Für zwei Planeten mit identischem Bahnradius, jedoch an unterschiedlichen Orten auf dem Orbit, und daher ggf. mit Abstand größer Null.

Dieser Fall funktioniert anders:

Skizze: zwei kreisförmige Bahnen mit Phasenverschiebung gamma zwischen beiden Planeten

$$ d_{12}(t) = \sqrt{r_1^2 + r_2^2 - 2 r_1 r_2 \, \cos[(\omega_1 - \omega_2)t + \gamma]} $$

Wie oben folgt für den mittleren Abstand

$$ \bar{d}_{12} = \frac{1}{2\pi} \int_0^{2\pi} d\phi \sqrt{r_1^2 + r_2^2 - 2 r_1 r_2 \, \cos(\phi + \gamma)} $$

Der Effekt der Phasenverschiebung fällt bei Integration weg.

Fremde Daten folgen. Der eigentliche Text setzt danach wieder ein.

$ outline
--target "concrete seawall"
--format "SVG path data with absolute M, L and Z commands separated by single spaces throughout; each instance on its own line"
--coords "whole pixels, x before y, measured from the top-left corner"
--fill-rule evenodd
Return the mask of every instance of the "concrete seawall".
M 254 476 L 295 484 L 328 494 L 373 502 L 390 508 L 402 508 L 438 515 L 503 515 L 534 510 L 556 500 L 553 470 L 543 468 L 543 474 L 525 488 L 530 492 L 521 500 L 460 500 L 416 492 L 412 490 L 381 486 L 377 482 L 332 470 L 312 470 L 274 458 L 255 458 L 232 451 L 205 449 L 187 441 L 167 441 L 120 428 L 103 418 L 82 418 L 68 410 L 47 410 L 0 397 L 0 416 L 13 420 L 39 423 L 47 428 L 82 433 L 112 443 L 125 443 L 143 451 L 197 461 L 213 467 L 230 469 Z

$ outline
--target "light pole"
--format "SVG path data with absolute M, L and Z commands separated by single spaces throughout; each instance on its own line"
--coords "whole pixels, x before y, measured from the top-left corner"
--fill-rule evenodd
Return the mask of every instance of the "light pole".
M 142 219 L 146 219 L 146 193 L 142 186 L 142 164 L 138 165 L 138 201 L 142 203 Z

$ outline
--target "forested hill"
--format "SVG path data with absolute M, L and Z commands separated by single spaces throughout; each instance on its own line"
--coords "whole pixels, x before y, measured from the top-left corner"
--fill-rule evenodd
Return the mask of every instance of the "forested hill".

Wenn jedoch beide Planeten auf dem selben Orbit umlaufen

$$ r_1 = r_2 $$

und wenn - wie im Falle des Keplerproblems - auch die Frequenzen übereinstimmen, dann folgt

$$ \omega_1 = \omega_2 $$

$$ d_{12}(t) = \sqrt{2r^2 - 2 r^2 \, \cos\gamma} $$

Dies wurde im Artikel nicht betrachtet.


Die von mir o.g. Argumente bzgl. dieses Spezialfalls sind nicht stichhaltig, da ich diese Phasenverschiebung übersehen hatte.

Insbs. hängt die gesamte Berechnung nicht vom dritten Keplerschen Gesetz ab und gilt allgemein für beliebige Frequenzen.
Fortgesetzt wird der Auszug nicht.